I’ve spent the last 8 months working at a non-profit organization (need I say more?). At this organization we have a certain number of computers and software licenses. New computers, or money for new software is nowhere in the foreseeable future. To run ASP.NET, you need a Windows server license and a pretty modern computer to run it on. What do I have available? Well, I think that old Pentium I in the corner will work just fine – install Linux, Apache, PHP and mySQL and it’ll be good to go. No new hardware costs, and no new software costs either (all open-source and freely downloadable).

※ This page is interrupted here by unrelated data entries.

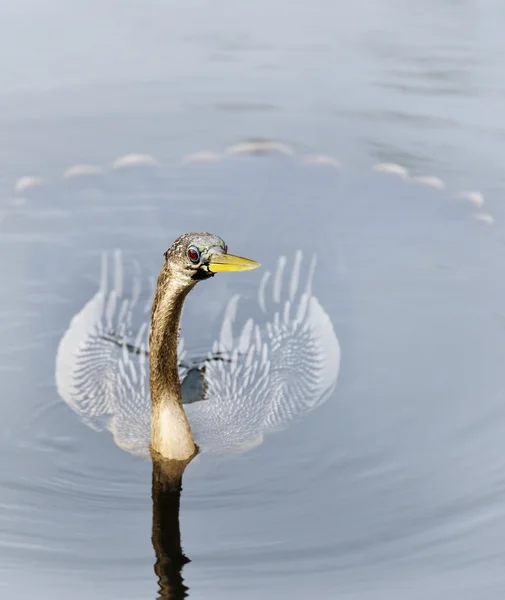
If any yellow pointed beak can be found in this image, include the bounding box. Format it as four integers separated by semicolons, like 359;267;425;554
209;252;261;273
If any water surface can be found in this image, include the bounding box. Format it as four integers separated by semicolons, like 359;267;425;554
0;0;505;599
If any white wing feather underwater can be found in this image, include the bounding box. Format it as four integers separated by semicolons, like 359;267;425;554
56;250;340;456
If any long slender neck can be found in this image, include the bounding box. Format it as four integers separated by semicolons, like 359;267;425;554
149;265;196;460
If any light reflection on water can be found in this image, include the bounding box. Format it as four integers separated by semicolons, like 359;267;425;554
0;0;505;599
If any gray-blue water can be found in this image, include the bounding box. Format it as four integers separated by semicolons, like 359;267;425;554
0;0;505;600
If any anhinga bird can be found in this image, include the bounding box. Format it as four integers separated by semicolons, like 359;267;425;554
56;233;340;460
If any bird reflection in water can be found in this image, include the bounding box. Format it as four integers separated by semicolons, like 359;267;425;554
151;451;191;600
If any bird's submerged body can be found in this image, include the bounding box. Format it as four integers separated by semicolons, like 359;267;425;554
56;234;340;461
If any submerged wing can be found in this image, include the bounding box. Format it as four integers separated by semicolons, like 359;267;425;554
56;251;340;455
186;252;340;450
56;250;185;454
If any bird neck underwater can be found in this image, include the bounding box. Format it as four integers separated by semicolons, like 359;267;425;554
149;265;196;460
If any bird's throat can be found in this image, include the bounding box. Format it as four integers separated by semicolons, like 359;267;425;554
149;268;196;460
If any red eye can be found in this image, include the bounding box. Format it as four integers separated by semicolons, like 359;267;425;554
188;246;200;263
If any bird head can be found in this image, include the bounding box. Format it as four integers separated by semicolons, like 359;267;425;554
165;233;261;286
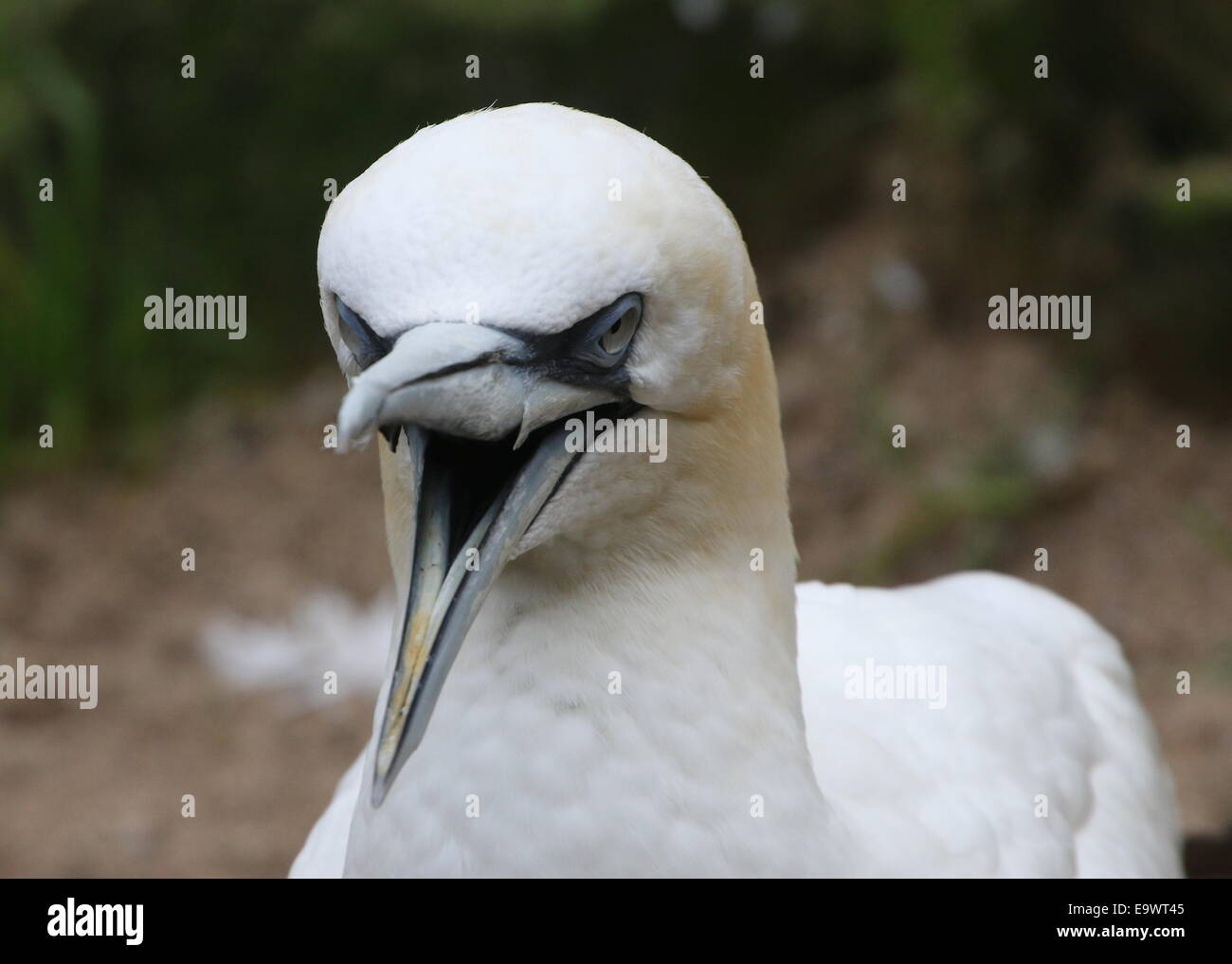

Reason number 2: STABILITY.
At above mentioned non-profit organization, we have a Windows 2000 Server. It controls pretty much our whole network and is considered the most important computer in the building. It’s also a broken piece of junk! Every time I turn on the monitor, the thing has a whole screen full of errors. Whole sections of the OS don’t work properly anymore and it’s barely alive at all. We’re currently working on moving the network to a new main server, but MS didn’t exactly make that process easy … so we’re about to go insane.
While messing with this (and many other) Windows problem, I suddenly realized something. You know, we have another very important server in the office, it handles all of our Internet access, logging, firewall, mail server, and a few other tasks. This server sits there and runs day after day without needing any attention. Who knows when the last time was that we actually turned the monitor on? It just works! And guess what, it doesn’t run Windows! Nope, this baby runs FreeBSD, a free (imagine that) UNIX-like operating system similar to Linux. Then I remembered that I used to rent a Linux server where I hosted about 50 domain names for my hosting company. This computer had a whole whopping 16MB of RAM and a pretty slow processor … and it ran Linux. I had the server for over 2 years and only rebooted it about 3 times, and only once because I needed to. Starting to see a pattern? Why on earth did I ever start programing on a MS platform? What was I thinking?
Reason number 3: AVAILABILITY.
This one is pretty simple. ASP.NET runs on Microsoft Windows Servers with IIS 4 or 5 and the .NET Framework. PHP can run pretty much ANYWHERE. It can run on Linux, FreeBSD, Solaris, Mac OS X, many other forms of ??Unix? and, get this, even on Windows! Why should I waste my time developing my skills in languages that tie me to a (not so great) OS?